Creates statutory definitions and labeling rules for cell-cultivated and plant-based protein products, makes cell-cultivated meat/poultry subject to USDA inspection, and requires agencies to set common standards of identity.
Official title: Amend the Federal Meat Inspection Act and the Poultry Products Inspection Act to ensure that consumers can make informed decisions in choosing between meat and poultry products and cell-cultivated protein products, and for other purposes.
Introduced April 30, 2026 by John Peter Ricketts · Last progress April 30, 2026
The bill increases consumer safety and transparency for cell‑cultivated and plant‑based products by clarifying USDA/FDA roles, inspections, standards, and labeling — at the cost of higher compliance burdens, potential short‑term price increases, slower market entry, and administrative strain that disproportionately affect small producers.
Consumers and public health systems get clearer, unified federal safety oversight of cell‑cultivated protein products as USDA and FDA roles, inspections, and FDA premarket consultations are clarified.

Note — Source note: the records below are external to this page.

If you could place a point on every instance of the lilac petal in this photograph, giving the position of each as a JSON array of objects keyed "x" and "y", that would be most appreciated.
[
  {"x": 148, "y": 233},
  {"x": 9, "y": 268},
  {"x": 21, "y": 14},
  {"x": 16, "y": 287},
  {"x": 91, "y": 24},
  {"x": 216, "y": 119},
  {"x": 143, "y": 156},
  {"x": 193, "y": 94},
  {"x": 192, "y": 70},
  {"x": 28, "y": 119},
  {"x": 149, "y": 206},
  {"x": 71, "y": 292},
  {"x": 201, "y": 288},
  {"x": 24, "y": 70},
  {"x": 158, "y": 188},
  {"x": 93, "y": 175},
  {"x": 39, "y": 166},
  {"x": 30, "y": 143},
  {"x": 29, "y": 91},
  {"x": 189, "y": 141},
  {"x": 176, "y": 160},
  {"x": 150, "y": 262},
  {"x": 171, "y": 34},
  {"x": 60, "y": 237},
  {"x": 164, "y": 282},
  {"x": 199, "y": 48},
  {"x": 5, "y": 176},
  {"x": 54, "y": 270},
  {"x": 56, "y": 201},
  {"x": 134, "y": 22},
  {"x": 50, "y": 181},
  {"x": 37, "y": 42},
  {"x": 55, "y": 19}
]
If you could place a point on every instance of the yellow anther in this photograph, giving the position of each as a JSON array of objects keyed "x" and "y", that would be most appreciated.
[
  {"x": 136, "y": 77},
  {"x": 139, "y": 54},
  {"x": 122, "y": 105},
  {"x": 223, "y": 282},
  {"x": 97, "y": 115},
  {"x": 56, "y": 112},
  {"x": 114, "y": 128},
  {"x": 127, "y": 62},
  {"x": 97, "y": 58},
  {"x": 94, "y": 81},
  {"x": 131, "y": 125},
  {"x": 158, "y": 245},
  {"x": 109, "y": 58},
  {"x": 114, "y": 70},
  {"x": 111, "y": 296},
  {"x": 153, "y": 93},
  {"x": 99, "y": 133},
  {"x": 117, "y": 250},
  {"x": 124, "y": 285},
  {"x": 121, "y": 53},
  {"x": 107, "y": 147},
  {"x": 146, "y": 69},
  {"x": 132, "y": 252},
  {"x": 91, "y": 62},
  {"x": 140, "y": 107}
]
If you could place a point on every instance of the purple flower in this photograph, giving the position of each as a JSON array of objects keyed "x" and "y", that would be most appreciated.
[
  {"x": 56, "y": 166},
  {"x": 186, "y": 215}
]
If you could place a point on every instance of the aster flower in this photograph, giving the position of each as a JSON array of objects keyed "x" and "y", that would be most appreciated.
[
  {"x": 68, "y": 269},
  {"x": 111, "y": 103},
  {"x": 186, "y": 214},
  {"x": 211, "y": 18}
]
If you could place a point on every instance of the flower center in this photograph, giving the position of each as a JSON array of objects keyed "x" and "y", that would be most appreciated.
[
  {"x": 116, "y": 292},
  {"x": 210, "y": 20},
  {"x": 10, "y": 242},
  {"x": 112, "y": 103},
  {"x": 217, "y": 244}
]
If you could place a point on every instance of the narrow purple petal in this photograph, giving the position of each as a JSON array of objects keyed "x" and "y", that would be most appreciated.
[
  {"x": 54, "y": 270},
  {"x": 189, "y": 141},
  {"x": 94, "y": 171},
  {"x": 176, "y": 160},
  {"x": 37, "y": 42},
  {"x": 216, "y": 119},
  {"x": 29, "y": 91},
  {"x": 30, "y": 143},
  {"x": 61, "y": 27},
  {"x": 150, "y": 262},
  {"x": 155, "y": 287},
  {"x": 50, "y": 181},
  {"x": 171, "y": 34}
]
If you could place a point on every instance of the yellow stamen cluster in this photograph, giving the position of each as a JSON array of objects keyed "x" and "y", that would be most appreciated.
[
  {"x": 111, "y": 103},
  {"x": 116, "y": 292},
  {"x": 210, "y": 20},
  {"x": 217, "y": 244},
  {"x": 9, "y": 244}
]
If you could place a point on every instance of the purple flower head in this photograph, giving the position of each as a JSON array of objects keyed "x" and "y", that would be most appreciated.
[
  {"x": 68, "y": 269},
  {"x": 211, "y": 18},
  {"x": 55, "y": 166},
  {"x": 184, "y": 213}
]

Consumers gain clearer labeling: cell‑cultivated products must be identified as "cell‑cultivated" and plant‑based alternatives labeled as such, reducing confusion about product origin.
Producers (including small businesses) receive greater regulatory clarity and predictable rules—through defined USDA/FDA responsibilities and development of standards—which can speed commercialization and attract investment.
Small manufacturers and startups face higher compliance costs from new premarket consultations, labeling requirements, inspections, and facility standards.
Tighter federal oversight and added inspection steps could slow market entry and raise consumer prices in the short term.
Prominent disclaimers that products are not "naturally produced" meat may stigmatize cell‑cultivated products, reducing consumer demand and harming producers' revenues.
Based on analysis of 3 sections of legislative text.
Requires USDA and HHS/FDA to revise their 2019 interagency agreement to divide regulatory duties for cell-cultivated protein products, makes cell-cultivated meat and poultry subject to USDA inspection, and creates new, mandatory labeling and definitions for cell-cultivated and plant-based alternative protein products. Agencies must also develop common standards of identity and additional safety requirements for cell banks and culturing facilities within set time frames. The law directs USDA to implement inspection and statutory coverage for cell-cultivated meat and poultry, assigns FDA responsibility for premarket consultation and certain manufacturing and biological-safety oversight, and mandates prominent labeling that discloses whether products are cell-cultivated or plant-based alternatives and that they are not derived from naturally produced meat or poultry.